Und die Stadt hat mich immer wieder aufs Neue überrascht. In meinen ersten zwei Wochen vor Ort habe ich bereits Will Smith‘s kostenloses Konzert vor der St. Stephans Basilika genießen dürfen und beim Jubiläum eines lokalen Glücksspielanbieters Bryan Adams Stimme lauschen können. Das ist natürlich nicht alltäglich, zeigt aber auch, dass man hier ab und zu Veranstaltungen mitnehmen kann, von denen man noch lange erzählen wird.

Die Lebenshaltungskosten

Landeswährung in Ungarn ist der Forint. Ein Euro ist je nach Tagesform zwischen 320 und 340 Forint wert. Geld wechseln wird in Budapest überbewertet, da man fast überall mit der Kreditkarte zahlen kann. Da kann sich Deutschland eine Scheibe abschneiden.

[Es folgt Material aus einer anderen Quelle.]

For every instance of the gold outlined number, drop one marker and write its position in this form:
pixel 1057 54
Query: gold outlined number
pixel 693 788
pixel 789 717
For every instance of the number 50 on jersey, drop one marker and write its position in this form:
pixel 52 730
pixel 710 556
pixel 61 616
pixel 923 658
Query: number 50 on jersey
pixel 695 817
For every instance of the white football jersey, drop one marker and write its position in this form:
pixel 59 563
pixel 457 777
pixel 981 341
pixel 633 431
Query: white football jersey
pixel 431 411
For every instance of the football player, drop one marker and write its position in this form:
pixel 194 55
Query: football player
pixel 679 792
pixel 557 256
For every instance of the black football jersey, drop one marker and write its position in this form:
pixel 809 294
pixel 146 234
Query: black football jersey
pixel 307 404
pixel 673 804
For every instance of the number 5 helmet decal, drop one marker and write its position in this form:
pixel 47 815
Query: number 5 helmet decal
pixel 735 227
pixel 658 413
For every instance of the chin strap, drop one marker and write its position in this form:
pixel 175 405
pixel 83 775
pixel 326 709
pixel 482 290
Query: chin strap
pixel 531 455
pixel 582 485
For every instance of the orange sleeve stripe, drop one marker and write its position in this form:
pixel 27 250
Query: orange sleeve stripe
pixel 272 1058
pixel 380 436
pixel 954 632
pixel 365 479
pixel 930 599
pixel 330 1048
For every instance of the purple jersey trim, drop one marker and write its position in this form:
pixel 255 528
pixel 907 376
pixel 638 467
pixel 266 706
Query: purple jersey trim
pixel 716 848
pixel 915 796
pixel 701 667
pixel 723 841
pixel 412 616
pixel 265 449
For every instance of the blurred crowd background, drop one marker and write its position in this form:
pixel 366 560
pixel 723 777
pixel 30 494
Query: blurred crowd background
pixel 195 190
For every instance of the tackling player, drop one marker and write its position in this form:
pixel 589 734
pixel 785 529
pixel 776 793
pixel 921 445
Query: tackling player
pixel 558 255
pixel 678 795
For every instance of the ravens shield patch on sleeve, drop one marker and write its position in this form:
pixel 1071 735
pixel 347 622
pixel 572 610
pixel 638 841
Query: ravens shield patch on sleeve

In Budapest findet man eine Reihe von typisch deutschen Einzelhändlern wie besonders Lidl und Aldi, die Filialen an jeder Ecke betreiben. Daneben gibt es aber auch Rossmann, DM, Penny oder Spar, welche ebenso wie die beiden vorher genannten fast zur Hälfte Produkte mit deutschsprachigen Etiketten verkaufen. Man fühlt sich also heimisch.

Die Lebenshaltungskosten vor Ort sind deutlich unter den Verhältnissen in Deutschland. Regionale Produkte wie Gemüse sind um einiges günstiger, während Exportprodukte gerne mal das Doppelte oder Dreifache kosten können.

Restaurants und Clubs sind ebenfalls günstiger und auch das kulinarische und traditionelle Streetfood ist für den kleinen Geldbeutel geeignet. Langosch, Gulasch oder montägige Besuche im Morrison’s 2 (0,4 l Bier 0,50 €) sind Pflichtprogramme.


Fazit

Ein Auslandssemester in Budapest kann ich persönlich sehr empfehlen. Die Hochschule und deren Vorlesungen sind gut, lassen aber auch Zeit für Partys und zum Erkunden von Stadt und Land. Das Semester in Budapest zu verbringen, war die optimale Entscheidung.